地域包括ケアシステムは全国に約1万ある中学校区を範囲をベースに考えられている。そのため、地域連携薬局は地域の基幹薬局とも目され、以下の要件が求められている。基幹病院のフォーミュラリを地域に広げていく「地域フォーミュラリ」の基幹ともなりうることが期待されていると考える(参照:フォーミュラリの推進と評価の可能性、患者にとっての「最善」であること)。

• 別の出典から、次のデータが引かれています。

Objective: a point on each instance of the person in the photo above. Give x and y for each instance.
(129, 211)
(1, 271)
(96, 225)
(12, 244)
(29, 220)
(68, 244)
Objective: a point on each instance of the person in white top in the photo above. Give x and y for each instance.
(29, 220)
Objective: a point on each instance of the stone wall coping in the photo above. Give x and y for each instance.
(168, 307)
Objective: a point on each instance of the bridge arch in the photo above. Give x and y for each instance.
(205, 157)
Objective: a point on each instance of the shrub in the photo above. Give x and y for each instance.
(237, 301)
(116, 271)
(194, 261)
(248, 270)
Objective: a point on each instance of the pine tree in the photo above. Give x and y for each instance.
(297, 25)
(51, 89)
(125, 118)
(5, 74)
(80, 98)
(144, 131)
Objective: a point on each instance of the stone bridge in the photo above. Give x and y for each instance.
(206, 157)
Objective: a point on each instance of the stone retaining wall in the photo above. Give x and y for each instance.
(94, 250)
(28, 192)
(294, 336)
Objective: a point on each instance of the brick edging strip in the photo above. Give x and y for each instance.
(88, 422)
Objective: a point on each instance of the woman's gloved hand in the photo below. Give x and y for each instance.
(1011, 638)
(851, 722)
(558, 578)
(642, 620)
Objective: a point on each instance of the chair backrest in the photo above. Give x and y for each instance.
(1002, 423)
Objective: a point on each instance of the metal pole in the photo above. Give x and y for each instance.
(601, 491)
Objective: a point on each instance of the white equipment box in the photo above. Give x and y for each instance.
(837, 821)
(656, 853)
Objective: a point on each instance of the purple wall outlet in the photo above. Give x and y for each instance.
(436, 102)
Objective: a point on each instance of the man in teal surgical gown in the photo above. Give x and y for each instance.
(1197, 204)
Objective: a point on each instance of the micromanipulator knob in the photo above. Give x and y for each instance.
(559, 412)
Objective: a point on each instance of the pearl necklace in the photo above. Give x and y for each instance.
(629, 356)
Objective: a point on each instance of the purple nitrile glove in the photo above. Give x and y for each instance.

その基幹薬局ともいえる地域連携薬局について、東京都で500軒を超えたとの報道。全国では地域連携薬局は2,434軒・専門医療機関連携薬局は99軒となっている(認定薬局の件数・令和4年3月31日時点、厚生労働省)。なお、私はとある大学病院の近くに住んでいるが、同一チェーンの門前薬局である2店舗が地域連携薬局の認定を受けている。実績を見たわけではないが、まずは量を拡充して、ある程度整って来たら、質を高めるべく要求水準を高めていく。「はしご外し」とも言われることもあるが、質の高い医療サービスを整備していく上では必要な取り組みで、量質転化の法則の実践。令和4年度診療報酬改定では、地域包括ケア病棟入院料がまさに量質転化の真っただ中にある。要件を満たしたらといって安心するのではなく、常に成長と本来の期待されている役割に忠実であることが大事なことを教えてくれている。地域連携薬局も競い合い、質を高め合うようになって欲しいと願う。改めて、患者のための薬局ビジョンを見つめ、今後の在り方を確認しておきたい(参照:改めて読み返し、基本姿勢に立ち返るための「患者のための薬局ビジョン」)。